In one or more embodiments, the filter assembly may be formed of two or more components that may be operably coupled together via one or more joining techniques such as, but not limited to, a snap-fit design (snaps disposed on interior surfaces and/or exterior surfaces of the body), single and/or double pin-and-groove mating designs, or the like. In one or more embodiments, the filter assembly may include one or more gaskets disposed at a mating interface of the different components.

FIG. 15 illustrates a flowchart 1500 of one example of a method for directing fluid and debris through a filter assembly (e.g., a method of at least partially filtering debris from a fluid, using a filter assembly). The operations described in connection with the method may be performed by the filter assembly shown in FIG. 3, or an alternative filter assembly.

At 1502, a fluid mixture is received within a conduit system of a filter assembly. The conduit system may be one of plural different conduit systems disposed within a cavity of a body of the filter assembly. For example, the body may include at least a first surface and a second surface, with the cavity defined by at least the first and second surfaces. The conduit system may extend between the first and second surfaces of the body. The fluid mixture may be a mixture of a fluid and debris. The fluid may be in a liquid-phase, a gas-phase, or a liquid-gas-phase mixture. The debris may be contaminants, particles, dust, or the like.

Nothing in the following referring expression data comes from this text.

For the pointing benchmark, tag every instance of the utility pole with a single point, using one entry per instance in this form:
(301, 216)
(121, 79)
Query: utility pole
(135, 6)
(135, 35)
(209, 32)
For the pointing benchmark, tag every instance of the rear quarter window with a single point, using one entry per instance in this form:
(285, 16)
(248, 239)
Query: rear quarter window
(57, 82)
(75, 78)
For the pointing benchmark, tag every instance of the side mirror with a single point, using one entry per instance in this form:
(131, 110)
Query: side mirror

The conduit system includes a first conduit fluidly coupled with a second conduit located downstream of the first conduit in a direction of movement of the fluid mixture. The conduit system includes an inlet disposed at the first surface of the body that directs the fluid mixture into the first conduit. The conduit system includes a first outlet disposed at a location within the cavity. For example, the first outlet may be at a junction or mating area of the first and second conduits. The conduit system also includes a second outlet disposed at the second surface of the body.

At 1504, a first portion of the fluid is separated from a mixture of a second portion of the fluid and the debris. The first portion and the mixture of the second portion and the debris may be separated from each other within the first conduit. For example, the first conduit may be shaped to control one or more flow characteristics of the fluid mixture, the first portion of the fluid, the second portion of the fluid, the debris, or the like. In one or more embodiments, the first conduit may be referred to as a spin filter such that the first conduit is shaped to direct the fluid mixture in one or more cyclonic directions. For example, the debris mixed with the second portion of the fluid may be directed toward an interior surface of the first conduit and the first portion of the fluid may be directed toward a center axis of the first conduit.

At 1506, the mixture of the second portion of the fluid and the debris is directed out of the conduit system via the first outlet. The mixture is directed out of the conduit system and into the cavity of the body of the filter assembly. In one or more embodiments, the cavity may be fluidly coupled with another outlet of the filter assembly such that the debris and the second portion of the fluid may be directed out of the filter assembly for rejection, for use within an alternative system, or the like.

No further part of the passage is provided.